Un approccio verso i suoi ragazzi fatto di riconoscenza e condivisione, che ricorre spesso nel racconto di Marcello e che al termine del pranzo escono a presentarsi: in Cucina: Andrea Turchi – sous chef, Elisa Dell’Orto – sous chef, Lee Jiyoung – panettiera, Federico Tiseyra – Pastry chef. In Sala: Simona Beltrami – Restaurant manager e Sommelier, Alberto Bonanno – Direttore di Sala, Lau Bostiog – chef de rang, Marisella Vozza – Aiuto Sommelier.

Affidarsi allo chef si rivela ancora una volta la scelta giusta, ma questa volta ancora di più, visto che non mi ero tenuto i soliti due piatti sicuri, quando siedo in un ristorante che non conosco. Un percorso visionario, raffinato, curioso, che spazia attraverso piatti connotati da tecniche moderne, che esprimono sempre un pensiero profondo e non si pongono steccati di sorta.
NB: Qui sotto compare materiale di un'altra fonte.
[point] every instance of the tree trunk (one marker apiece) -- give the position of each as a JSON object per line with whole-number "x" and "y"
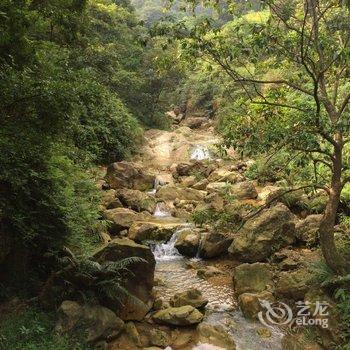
{"x": 330, "y": 252}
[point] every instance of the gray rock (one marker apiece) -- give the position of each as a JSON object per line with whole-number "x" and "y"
{"x": 99, "y": 323}
{"x": 264, "y": 234}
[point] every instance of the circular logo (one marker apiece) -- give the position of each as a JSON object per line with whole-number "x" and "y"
{"x": 275, "y": 314}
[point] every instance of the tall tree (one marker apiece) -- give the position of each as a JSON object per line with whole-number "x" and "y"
{"x": 293, "y": 63}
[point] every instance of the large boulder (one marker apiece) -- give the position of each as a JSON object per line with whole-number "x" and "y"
{"x": 215, "y": 335}
{"x": 171, "y": 193}
{"x": 264, "y": 234}
{"x": 250, "y": 305}
{"x": 214, "y": 244}
{"x": 225, "y": 175}
{"x": 121, "y": 219}
{"x": 195, "y": 167}
{"x": 153, "y": 231}
{"x": 187, "y": 242}
{"x": 136, "y": 200}
{"x": 219, "y": 187}
{"x": 178, "y": 316}
{"x": 191, "y": 297}
{"x": 307, "y": 229}
{"x": 139, "y": 283}
{"x": 294, "y": 284}
{"x": 244, "y": 190}
{"x": 129, "y": 175}
{"x": 109, "y": 200}
{"x": 252, "y": 278}
{"x": 96, "y": 322}
{"x": 195, "y": 122}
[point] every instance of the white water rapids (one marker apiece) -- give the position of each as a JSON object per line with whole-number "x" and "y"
{"x": 222, "y": 308}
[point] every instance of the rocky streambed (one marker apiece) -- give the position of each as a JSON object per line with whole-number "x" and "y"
{"x": 178, "y": 206}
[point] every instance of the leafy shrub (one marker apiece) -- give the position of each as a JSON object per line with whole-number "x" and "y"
{"x": 343, "y": 305}
{"x": 32, "y": 329}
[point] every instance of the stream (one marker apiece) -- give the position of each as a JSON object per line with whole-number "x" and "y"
{"x": 222, "y": 308}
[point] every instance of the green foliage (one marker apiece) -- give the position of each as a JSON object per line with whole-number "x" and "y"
{"x": 32, "y": 329}
{"x": 201, "y": 217}
{"x": 322, "y": 273}
{"x": 96, "y": 282}
{"x": 343, "y": 305}
{"x": 76, "y": 79}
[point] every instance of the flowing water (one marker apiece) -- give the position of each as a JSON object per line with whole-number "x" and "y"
{"x": 161, "y": 211}
{"x": 222, "y": 308}
{"x": 200, "y": 152}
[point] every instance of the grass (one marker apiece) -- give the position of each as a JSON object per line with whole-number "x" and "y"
{"x": 32, "y": 329}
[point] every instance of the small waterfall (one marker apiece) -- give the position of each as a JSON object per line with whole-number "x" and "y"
{"x": 161, "y": 211}
{"x": 167, "y": 251}
{"x": 158, "y": 181}
{"x": 155, "y": 186}
{"x": 200, "y": 153}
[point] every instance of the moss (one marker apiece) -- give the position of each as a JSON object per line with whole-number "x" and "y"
{"x": 32, "y": 329}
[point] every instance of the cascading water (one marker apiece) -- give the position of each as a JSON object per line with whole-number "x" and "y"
{"x": 161, "y": 211}
{"x": 167, "y": 251}
{"x": 221, "y": 310}
{"x": 200, "y": 152}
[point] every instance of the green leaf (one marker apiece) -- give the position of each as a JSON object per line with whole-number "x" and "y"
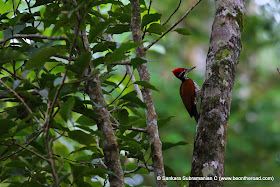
{"x": 66, "y": 108}
{"x": 81, "y": 137}
{"x": 118, "y": 54}
{"x": 5, "y": 126}
{"x": 146, "y": 85}
{"x": 168, "y": 145}
{"x": 122, "y": 17}
{"x": 97, "y": 29}
{"x": 132, "y": 97}
{"x": 156, "y": 28}
{"x": 83, "y": 120}
{"x": 183, "y": 31}
{"x": 81, "y": 63}
{"x": 104, "y": 46}
{"x": 169, "y": 171}
{"x": 39, "y": 59}
{"x": 137, "y": 62}
{"x": 149, "y": 18}
{"x": 118, "y": 29}
{"x": 98, "y": 61}
{"x": 18, "y": 29}
{"x": 164, "y": 121}
{"x": 123, "y": 116}
{"x": 7, "y": 55}
{"x": 15, "y": 20}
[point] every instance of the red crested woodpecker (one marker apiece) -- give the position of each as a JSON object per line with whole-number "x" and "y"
{"x": 189, "y": 91}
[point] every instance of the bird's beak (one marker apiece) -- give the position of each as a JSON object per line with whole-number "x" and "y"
{"x": 188, "y": 70}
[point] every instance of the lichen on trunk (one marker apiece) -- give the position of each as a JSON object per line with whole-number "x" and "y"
{"x": 211, "y": 134}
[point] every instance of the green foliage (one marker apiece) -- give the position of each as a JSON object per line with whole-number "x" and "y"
{"x": 50, "y": 76}
{"x": 34, "y": 68}
{"x": 183, "y": 31}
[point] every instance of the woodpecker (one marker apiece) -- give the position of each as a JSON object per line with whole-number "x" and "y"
{"x": 189, "y": 91}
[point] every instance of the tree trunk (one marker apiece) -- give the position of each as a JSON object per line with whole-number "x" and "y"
{"x": 151, "y": 116}
{"x": 109, "y": 143}
{"x": 211, "y": 134}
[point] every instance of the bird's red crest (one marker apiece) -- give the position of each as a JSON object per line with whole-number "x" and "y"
{"x": 177, "y": 71}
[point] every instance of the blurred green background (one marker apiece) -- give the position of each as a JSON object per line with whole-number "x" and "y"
{"x": 253, "y": 140}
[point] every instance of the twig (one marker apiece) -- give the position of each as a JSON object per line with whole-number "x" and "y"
{"x": 132, "y": 128}
{"x": 11, "y": 73}
{"x": 173, "y": 12}
{"x": 149, "y": 168}
{"x": 30, "y": 150}
{"x": 136, "y": 87}
{"x": 119, "y": 83}
{"x": 28, "y": 143}
{"x": 148, "y": 14}
{"x": 65, "y": 57}
{"x": 172, "y": 26}
{"x": 80, "y": 162}
{"x": 23, "y": 102}
{"x": 31, "y": 36}
{"x": 126, "y": 86}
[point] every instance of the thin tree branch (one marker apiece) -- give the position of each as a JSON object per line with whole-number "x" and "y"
{"x": 172, "y": 26}
{"x": 28, "y": 143}
{"x": 30, "y": 150}
{"x": 34, "y": 36}
{"x": 133, "y": 80}
{"x": 119, "y": 83}
{"x": 151, "y": 116}
{"x": 11, "y": 73}
{"x": 23, "y": 102}
{"x": 149, "y": 168}
{"x": 150, "y": 4}
{"x": 173, "y": 12}
{"x": 110, "y": 144}
{"x": 126, "y": 86}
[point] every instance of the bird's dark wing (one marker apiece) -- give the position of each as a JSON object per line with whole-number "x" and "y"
{"x": 187, "y": 93}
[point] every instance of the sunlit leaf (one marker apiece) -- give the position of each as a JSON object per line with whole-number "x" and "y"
{"x": 7, "y": 55}
{"x": 156, "y": 28}
{"x": 168, "y": 145}
{"x": 149, "y": 18}
{"x": 40, "y": 58}
{"x": 81, "y": 137}
{"x": 66, "y": 108}
{"x": 183, "y": 31}
{"x": 146, "y": 85}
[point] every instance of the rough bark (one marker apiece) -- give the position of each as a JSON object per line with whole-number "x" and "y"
{"x": 151, "y": 116}
{"x": 225, "y": 46}
{"x": 109, "y": 143}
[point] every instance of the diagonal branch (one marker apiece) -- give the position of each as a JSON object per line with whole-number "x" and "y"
{"x": 172, "y": 26}
{"x": 34, "y": 36}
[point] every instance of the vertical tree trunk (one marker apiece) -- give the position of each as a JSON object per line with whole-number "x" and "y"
{"x": 225, "y": 46}
{"x": 151, "y": 116}
{"x": 109, "y": 143}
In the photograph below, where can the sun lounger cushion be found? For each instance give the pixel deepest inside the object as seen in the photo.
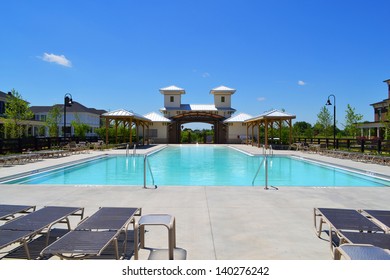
(361, 252)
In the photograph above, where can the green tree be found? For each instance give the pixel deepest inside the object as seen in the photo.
(324, 122)
(351, 118)
(303, 129)
(80, 129)
(53, 119)
(17, 112)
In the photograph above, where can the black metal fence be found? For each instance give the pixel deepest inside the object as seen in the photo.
(360, 144)
(19, 145)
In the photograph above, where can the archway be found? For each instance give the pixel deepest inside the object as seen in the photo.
(216, 121)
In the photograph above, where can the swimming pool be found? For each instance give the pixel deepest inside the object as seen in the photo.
(202, 166)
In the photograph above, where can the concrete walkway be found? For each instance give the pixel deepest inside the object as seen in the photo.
(216, 223)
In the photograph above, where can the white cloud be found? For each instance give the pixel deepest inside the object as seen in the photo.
(58, 59)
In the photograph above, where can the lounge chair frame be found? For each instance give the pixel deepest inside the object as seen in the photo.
(23, 229)
(360, 252)
(94, 234)
(8, 211)
(338, 219)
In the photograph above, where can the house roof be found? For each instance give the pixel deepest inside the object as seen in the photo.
(273, 114)
(238, 118)
(75, 108)
(156, 117)
(123, 114)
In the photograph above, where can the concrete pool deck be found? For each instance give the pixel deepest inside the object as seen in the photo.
(216, 223)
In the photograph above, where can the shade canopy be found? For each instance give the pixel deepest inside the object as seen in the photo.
(268, 119)
(127, 118)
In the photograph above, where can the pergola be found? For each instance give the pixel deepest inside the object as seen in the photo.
(267, 120)
(127, 118)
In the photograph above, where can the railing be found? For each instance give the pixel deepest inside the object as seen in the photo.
(266, 153)
(360, 144)
(147, 166)
(19, 145)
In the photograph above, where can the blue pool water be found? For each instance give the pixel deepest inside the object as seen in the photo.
(202, 166)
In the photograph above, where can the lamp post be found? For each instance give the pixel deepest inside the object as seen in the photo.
(334, 117)
(67, 103)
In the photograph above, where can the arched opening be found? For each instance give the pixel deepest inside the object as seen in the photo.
(196, 133)
(217, 133)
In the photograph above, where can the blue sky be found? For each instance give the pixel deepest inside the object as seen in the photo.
(277, 54)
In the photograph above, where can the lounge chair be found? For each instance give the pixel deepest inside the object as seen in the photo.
(23, 229)
(93, 235)
(361, 252)
(381, 217)
(8, 211)
(342, 219)
(380, 239)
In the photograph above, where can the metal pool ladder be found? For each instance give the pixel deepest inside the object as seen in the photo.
(266, 153)
(147, 165)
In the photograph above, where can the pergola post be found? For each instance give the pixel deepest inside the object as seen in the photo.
(131, 131)
(107, 131)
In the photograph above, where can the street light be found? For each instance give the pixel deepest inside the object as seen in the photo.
(67, 103)
(334, 117)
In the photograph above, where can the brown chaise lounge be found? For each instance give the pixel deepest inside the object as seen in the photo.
(93, 235)
(23, 229)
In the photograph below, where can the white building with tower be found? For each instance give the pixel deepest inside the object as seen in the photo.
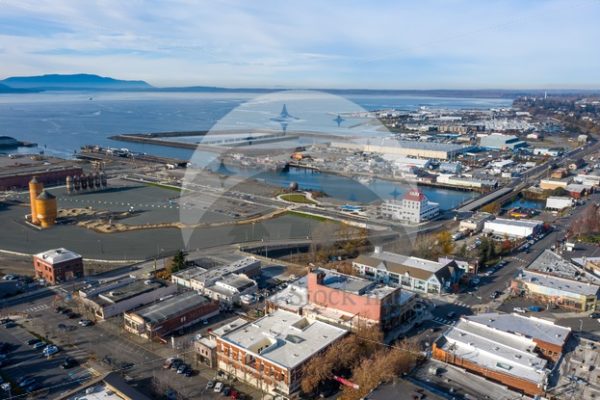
(414, 208)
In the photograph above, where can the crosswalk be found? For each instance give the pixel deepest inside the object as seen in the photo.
(443, 321)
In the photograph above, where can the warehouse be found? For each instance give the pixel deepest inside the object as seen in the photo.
(558, 202)
(511, 349)
(513, 228)
(442, 151)
(169, 315)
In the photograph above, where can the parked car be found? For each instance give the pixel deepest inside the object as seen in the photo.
(68, 363)
(50, 350)
(39, 345)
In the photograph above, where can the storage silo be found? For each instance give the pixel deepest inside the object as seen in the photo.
(35, 188)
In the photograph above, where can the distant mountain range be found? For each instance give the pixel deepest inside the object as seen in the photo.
(72, 82)
(90, 82)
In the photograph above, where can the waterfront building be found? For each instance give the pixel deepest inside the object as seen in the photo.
(414, 208)
(58, 265)
(499, 141)
(270, 353)
(513, 228)
(412, 273)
Ecco allora tra le entrate: la gelatina pomodoro / Prunill semi dry /caviale; il foie di mare in carpione; il granchio / cavolfiore / pompelmo; lo sgombro tra Scapece e Saor; la Capanegra. Tra i primi piatti, il minestrone; i noodle / cime di rapa / tartufo nero; gli agnolotti torinesi; il risotto To – Mi. Tra i secondi la ventresca di ricciola e caviale; il piccione tandoori. Tra i dessert, il sorbetto al pomodoro, acqua di finocchi e fave; la pannacotta / aneto / lime; la noce / Moscovado / yogurt; i brownies / itakuja / barbabietola.